The idea of detecting frames and using them to tease out the implicit meaning from text is quite nice. It seems there is a lot more to discover about using LLMs prior to RAG. Text is like code, you can't know what it does untill you run it, and in this case, until you annotate it. For example "10+10" won't embed close to "20". And "The fifth letter in this string" won't retrieve "f" by emmbedding similarity.
Let's say LLM while training is ingesting a very long book.

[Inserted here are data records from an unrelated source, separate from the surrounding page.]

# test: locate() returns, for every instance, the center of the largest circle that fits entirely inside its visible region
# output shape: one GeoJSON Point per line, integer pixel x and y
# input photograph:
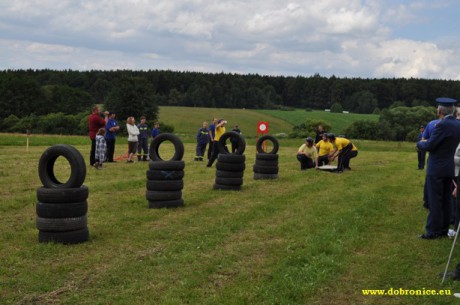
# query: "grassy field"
{"type": "Point", "coordinates": [339, 121]}
{"type": "Point", "coordinates": [306, 238]}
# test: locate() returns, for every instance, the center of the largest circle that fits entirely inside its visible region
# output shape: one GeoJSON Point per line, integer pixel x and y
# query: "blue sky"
{"type": "Point", "coordinates": [367, 38]}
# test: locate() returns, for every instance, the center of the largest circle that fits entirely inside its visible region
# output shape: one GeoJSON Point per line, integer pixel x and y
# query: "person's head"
{"type": "Point", "coordinates": [101, 131]}
{"type": "Point", "coordinates": [95, 109]}
{"type": "Point", "coordinates": [309, 142]}
{"type": "Point", "coordinates": [331, 137]}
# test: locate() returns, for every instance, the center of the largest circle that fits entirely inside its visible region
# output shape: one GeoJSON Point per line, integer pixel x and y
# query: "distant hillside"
{"type": "Point", "coordinates": [339, 121]}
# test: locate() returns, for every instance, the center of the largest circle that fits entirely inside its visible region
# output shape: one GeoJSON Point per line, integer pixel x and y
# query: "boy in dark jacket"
{"type": "Point", "coordinates": [202, 139]}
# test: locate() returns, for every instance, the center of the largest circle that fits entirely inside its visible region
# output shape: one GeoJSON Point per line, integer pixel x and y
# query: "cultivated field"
{"type": "Point", "coordinates": [306, 238]}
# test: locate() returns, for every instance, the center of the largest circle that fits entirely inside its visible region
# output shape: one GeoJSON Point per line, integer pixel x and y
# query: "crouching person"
{"type": "Point", "coordinates": [307, 155]}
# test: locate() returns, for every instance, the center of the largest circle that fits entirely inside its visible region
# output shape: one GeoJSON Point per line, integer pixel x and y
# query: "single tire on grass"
{"type": "Point", "coordinates": [62, 195]}
{"type": "Point", "coordinates": [61, 210]}
{"type": "Point", "coordinates": [166, 204]}
{"type": "Point", "coordinates": [68, 237]}
{"type": "Point", "coordinates": [154, 174]}
{"type": "Point", "coordinates": [163, 195]}
{"type": "Point", "coordinates": [270, 138]}
{"type": "Point", "coordinates": [61, 224]}
{"type": "Point", "coordinates": [165, 185]}
{"type": "Point", "coordinates": [167, 165]}
{"type": "Point", "coordinates": [77, 167]}
{"type": "Point", "coordinates": [155, 145]}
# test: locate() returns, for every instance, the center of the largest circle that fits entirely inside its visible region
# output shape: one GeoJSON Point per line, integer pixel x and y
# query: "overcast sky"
{"type": "Point", "coordinates": [345, 38]}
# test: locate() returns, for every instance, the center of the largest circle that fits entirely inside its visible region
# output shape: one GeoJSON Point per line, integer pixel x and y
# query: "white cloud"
{"type": "Point", "coordinates": [344, 38]}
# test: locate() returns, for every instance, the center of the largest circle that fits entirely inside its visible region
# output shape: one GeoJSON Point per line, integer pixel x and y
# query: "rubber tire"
{"type": "Point", "coordinates": [230, 134]}
{"type": "Point", "coordinates": [229, 181]}
{"type": "Point", "coordinates": [231, 158]}
{"type": "Point", "coordinates": [61, 224]}
{"type": "Point", "coordinates": [276, 144]}
{"type": "Point", "coordinates": [231, 167]}
{"type": "Point", "coordinates": [165, 185]}
{"type": "Point", "coordinates": [62, 195]}
{"type": "Point", "coordinates": [61, 210]}
{"type": "Point", "coordinates": [226, 187]}
{"type": "Point", "coordinates": [258, 176]}
{"type": "Point", "coordinates": [154, 174]}
{"type": "Point", "coordinates": [69, 237]}
{"type": "Point", "coordinates": [261, 156]}
{"type": "Point", "coordinates": [167, 165]}
{"type": "Point", "coordinates": [163, 195]}
{"type": "Point", "coordinates": [265, 169]}
{"type": "Point", "coordinates": [162, 137]}
{"type": "Point", "coordinates": [166, 204]}
{"type": "Point", "coordinates": [266, 162]}
{"type": "Point", "coordinates": [77, 167]}
{"type": "Point", "coordinates": [227, 174]}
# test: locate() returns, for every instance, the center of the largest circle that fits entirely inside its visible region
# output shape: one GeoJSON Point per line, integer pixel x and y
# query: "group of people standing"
{"type": "Point", "coordinates": [103, 134]}
{"type": "Point", "coordinates": [441, 138]}
{"type": "Point", "coordinates": [324, 150]}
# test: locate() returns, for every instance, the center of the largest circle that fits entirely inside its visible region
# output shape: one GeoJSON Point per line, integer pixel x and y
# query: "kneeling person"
{"type": "Point", "coordinates": [307, 155]}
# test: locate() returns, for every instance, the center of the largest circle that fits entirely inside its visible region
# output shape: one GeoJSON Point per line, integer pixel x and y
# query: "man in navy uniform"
{"type": "Point", "coordinates": [440, 169]}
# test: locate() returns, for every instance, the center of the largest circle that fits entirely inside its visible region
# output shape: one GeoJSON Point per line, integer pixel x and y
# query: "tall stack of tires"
{"type": "Point", "coordinates": [266, 166]}
{"type": "Point", "coordinates": [62, 206]}
{"type": "Point", "coordinates": [165, 177]}
{"type": "Point", "coordinates": [230, 166]}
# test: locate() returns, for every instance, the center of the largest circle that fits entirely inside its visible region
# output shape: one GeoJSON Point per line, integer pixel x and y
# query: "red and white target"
{"type": "Point", "coordinates": [262, 127]}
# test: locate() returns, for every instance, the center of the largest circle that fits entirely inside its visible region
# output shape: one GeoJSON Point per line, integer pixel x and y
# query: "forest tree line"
{"type": "Point", "coordinates": [28, 94]}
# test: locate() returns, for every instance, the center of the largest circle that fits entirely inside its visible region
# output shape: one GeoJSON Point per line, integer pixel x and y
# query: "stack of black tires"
{"type": "Point", "coordinates": [62, 207]}
{"type": "Point", "coordinates": [165, 178]}
{"type": "Point", "coordinates": [230, 166]}
{"type": "Point", "coordinates": [266, 166]}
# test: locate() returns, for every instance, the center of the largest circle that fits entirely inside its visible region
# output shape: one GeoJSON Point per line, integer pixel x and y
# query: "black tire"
{"type": "Point", "coordinates": [231, 158]}
{"type": "Point", "coordinates": [167, 165]}
{"type": "Point", "coordinates": [267, 162]}
{"type": "Point", "coordinates": [166, 204]}
{"type": "Point", "coordinates": [69, 237]}
{"type": "Point", "coordinates": [258, 176]}
{"type": "Point", "coordinates": [62, 195]}
{"type": "Point", "coordinates": [61, 210]}
{"type": "Point", "coordinates": [163, 195]}
{"type": "Point", "coordinates": [61, 224]}
{"type": "Point", "coordinates": [231, 167]}
{"type": "Point", "coordinates": [226, 187]}
{"type": "Point", "coordinates": [262, 156]}
{"type": "Point", "coordinates": [155, 145]}
{"type": "Point", "coordinates": [229, 181]}
{"type": "Point", "coordinates": [227, 174]}
{"type": "Point", "coordinates": [231, 134]}
{"type": "Point", "coordinates": [77, 167]}
{"type": "Point", "coordinates": [153, 174]}
{"type": "Point", "coordinates": [265, 169]}
{"type": "Point", "coordinates": [262, 139]}
{"type": "Point", "coordinates": [165, 185]}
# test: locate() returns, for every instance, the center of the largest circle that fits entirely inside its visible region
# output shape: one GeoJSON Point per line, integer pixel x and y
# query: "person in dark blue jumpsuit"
{"type": "Point", "coordinates": [440, 170]}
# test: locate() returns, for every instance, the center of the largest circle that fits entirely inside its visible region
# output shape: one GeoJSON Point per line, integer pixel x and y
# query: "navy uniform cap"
{"type": "Point", "coordinates": [445, 101]}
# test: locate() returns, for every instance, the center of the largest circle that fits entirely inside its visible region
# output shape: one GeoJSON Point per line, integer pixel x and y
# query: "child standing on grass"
{"type": "Point", "coordinates": [101, 148]}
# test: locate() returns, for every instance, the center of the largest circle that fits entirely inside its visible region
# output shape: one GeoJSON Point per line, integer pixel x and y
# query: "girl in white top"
{"type": "Point", "coordinates": [133, 132]}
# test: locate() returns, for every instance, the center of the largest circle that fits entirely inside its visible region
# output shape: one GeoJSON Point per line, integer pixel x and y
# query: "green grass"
{"type": "Point", "coordinates": [306, 238]}
{"type": "Point", "coordinates": [339, 121]}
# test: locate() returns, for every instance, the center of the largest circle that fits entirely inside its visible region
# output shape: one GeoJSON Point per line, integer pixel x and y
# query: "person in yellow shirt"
{"type": "Point", "coordinates": [324, 149]}
{"type": "Point", "coordinates": [220, 130]}
{"type": "Point", "coordinates": [307, 155]}
{"type": "Point", "coordinates": [343, 149]}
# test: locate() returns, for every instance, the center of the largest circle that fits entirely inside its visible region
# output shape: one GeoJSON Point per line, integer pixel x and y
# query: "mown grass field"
{"type": "Point", "coordinates": [306, 238]}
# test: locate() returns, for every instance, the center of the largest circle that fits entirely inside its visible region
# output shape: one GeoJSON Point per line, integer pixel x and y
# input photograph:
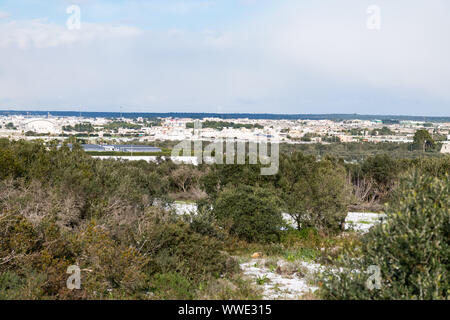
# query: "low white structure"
{"type": "Point", "coordinates": [445, 148]}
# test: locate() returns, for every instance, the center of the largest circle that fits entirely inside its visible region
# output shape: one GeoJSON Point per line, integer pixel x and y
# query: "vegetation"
{"type": "Point", "coordinates": [411, 248]}
{"type": "Point", "coordinates": [315, 193]}
{"type": "Point", "coordinates": [113, 219]}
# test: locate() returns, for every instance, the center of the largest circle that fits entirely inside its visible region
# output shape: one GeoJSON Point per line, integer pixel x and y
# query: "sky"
{"type": "Point", "coordinates": [230, 56]}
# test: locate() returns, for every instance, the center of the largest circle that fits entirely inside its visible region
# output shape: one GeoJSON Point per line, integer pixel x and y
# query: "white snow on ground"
{"type": "Point", "coordinates": [182, 208]}
{"type": "Point", "coordinates": [283, 287]}
{"type": "Point", "coordinates": [362, 221]}
{"type": "Point", "coordinates": [288, 287]}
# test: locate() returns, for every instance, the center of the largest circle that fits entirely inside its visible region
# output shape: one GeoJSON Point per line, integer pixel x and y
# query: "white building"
{"type": "Point", "coordinates": [41, 126]}
{"type": "Point", "coordinates": [445, 148]}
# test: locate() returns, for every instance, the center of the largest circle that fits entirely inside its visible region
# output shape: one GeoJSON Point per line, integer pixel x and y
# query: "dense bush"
{"type": "Point", "coordinates": [251, 213]}
{"type": "Point", "coordinates": [411, 248]}
{"type": "Point", "coordinates": [315, 193]}
{"type": "Point", "coordinates": [59, 207]}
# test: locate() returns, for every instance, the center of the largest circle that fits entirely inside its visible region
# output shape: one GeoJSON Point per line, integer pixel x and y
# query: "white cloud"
{"type": "Point", "coordinates": [4, 15]}
{"type": "Point", "coordinates": [41, 34]}
{"type": "Point", "coordinates": [296, 59]}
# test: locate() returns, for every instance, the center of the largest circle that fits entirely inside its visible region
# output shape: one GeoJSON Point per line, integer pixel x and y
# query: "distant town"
{"type": "Point", "coordinates": [99, 131]}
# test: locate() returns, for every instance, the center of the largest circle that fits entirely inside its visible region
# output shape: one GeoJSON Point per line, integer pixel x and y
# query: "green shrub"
{"type": "Point", "coordinates": [171, 286]}
{"type": "Point", "coordinates": [314, 193]}
{"type": "Point", "coordinates": [252, 213]}
{"type": "Point", "coordinates": [411, 248]}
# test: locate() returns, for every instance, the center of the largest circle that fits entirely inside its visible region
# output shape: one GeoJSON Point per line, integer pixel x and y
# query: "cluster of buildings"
{"type": "Point", "coordinates": [178, 129]}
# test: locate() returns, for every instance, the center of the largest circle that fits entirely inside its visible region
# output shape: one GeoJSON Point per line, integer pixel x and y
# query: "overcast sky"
{"type": "Point", "coordinates": [257, 56]}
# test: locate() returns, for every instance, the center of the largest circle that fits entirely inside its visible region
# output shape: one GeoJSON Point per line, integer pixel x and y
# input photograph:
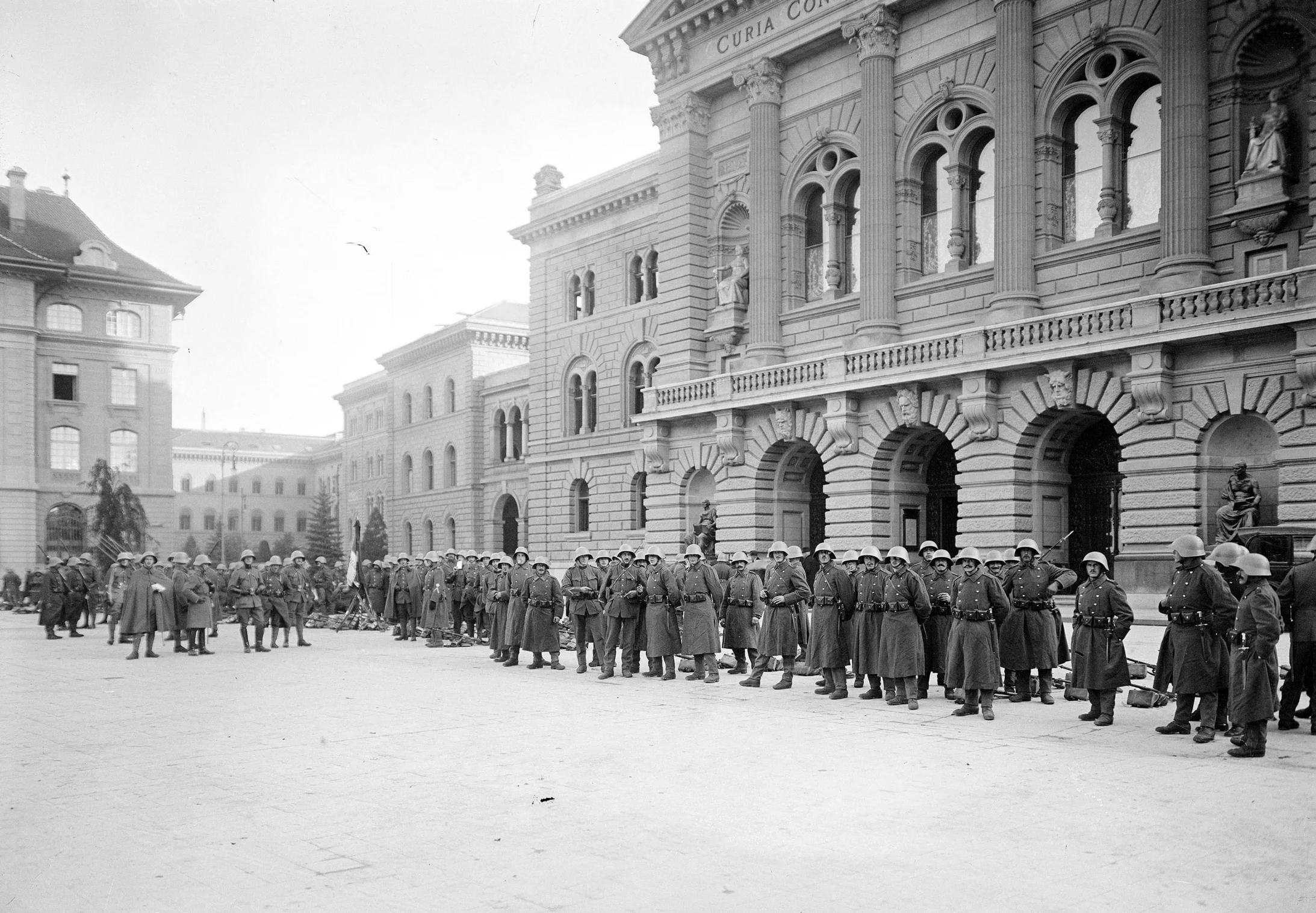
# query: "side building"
{"type": "Point", "coordinates": [437, 440]}
{"type": "Point", "coordinates": [964, 270]}
{"type": "Point", "coordinates": [87, 375]}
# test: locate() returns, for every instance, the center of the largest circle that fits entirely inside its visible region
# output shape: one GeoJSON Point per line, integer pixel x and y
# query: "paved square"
{"type": "Point", "coordinates": [364, 774]}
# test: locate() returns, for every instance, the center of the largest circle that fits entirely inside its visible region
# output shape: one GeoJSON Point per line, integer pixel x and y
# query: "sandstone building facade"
{"type": "Point", "coordinates": [87, 374]}
{"type": "Point", "coordinates": [965, 270]}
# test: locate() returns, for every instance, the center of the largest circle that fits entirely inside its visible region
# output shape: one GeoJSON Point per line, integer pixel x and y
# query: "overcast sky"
{"type": "Point", "coordinates": [250, 146]}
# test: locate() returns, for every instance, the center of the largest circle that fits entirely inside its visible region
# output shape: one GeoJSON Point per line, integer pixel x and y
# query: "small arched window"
{"type": "Point", "coordinates": [64, 317]}
{"type": "Point", "coordinates": [450, 466]}
{"type": "Point", "coordinates": [124, 324]}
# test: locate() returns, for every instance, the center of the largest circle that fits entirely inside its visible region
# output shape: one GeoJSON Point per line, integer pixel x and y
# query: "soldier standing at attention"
{"type": "Point", "coordinates": [943, 590]}
{"type": "Point", "coordinates": [740, 608]}
{"type": "Point", "coordinates": [701, 603]}
{"type": "Point", "coordinates": [1298, 609]}
{"type": "Point", "coordinates": [1255, 672]}
{"type": "Point", "coordinates": [784, 594]}
{"type": "Point", "coordinates": [542, 597]}
{"type": "Point", "coordinates": [245, 593]}
{"type": "Point", "coordinates": [296, 583]}
{"type": "Point", "coordinates": [662, 594]}
{"type": "Point", "coordinates": [901, 659]}
{"type": "Point", "coordinates": [1200, 611]}
{"type": "Point", "coordinates": [583, 587]}
{"type": "Point", "coordinates": [1102, 619]}
{"type": "Point", "coordinates": [973, 653]}
{"type": "Point", "coordinates": [624, 595]}
{"type": "Point", "coordinates": [833, 604]}
{"type": "Point", "coordinates": [1028, 636]}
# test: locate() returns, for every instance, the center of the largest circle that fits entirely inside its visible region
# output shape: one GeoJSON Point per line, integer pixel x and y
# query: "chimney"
{"type": "Point", "coordinates": [17, 199]}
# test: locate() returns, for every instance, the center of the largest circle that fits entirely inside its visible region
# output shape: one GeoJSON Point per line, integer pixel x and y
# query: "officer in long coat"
{"type": "Point", "coordinates": [871, 582]}
{"type": "Point", "coordinates": [245, 595]}
{"type": "Point", "coordinates": [662, 599]}
{"type": "Point", "coordinates": [904, 600]}
{"type": "Point", "coordinates": [943, 588]}
{"type": "Point", "coordinates": [741, 608]}
{"type": "Point", "coordinates": [786, 594]}
{"type": "Point", "coordinates": [1193, 649]}
{"type": "Point", "coordinates": [701, 604]}
{"type": "Point", "coordinates": [1102, 619]}
{"type": "Point", "coordinates": [518, 576]}
{"type": "Point", "coordinates": [833, 604]}
{"type": "Point", "coordinates": [1253, 668]}
{"type": "Point", "coordinates": [147, 605]}
{"type": "Point", "coordinates": [624, 597]}
{"type": "Point", "coordinates": [1028, 637]}
{"type": "Point", "coordinates": [542, 597]}
{"type": "Point", "coordinates": [583, 588]}
{"type": "Point", "coordinates": [1298, 609]}
{"type": "Point", "coordinates": [973, 652]}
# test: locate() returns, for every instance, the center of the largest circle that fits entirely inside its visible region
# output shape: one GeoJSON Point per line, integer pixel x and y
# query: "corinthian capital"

The name of the author of the book would appear at the very beginning.
While inference, how does the llm determine that the last chapter of the book is written by so and so author and hence that chunk should be near that author's style.
An example of a frame is an "Event" - https://framenet.icsi.berkeley.edu/fnReports/data/frameIndex... - where:
> An Event takes place at a Place and Time.
So if you're extracting frames from a piece of text, that's one of the concepts you might be trying to identify - along with what the place and time are.
> Frames are an artificial intelligence data structure used to divide knowledge into substructures by representing "stereotyped situations".
They are highly related to ontology systems and knowledge engineering.
> Frames ... are conceptual structures that capture the semantic and syntactic relationships underlying language. They are helpful in providing a structured semantic context for understanding relationships between entities, enabling tasks like Machine Reading Comprehension and Information Extraction to be more accurate and contextually aware.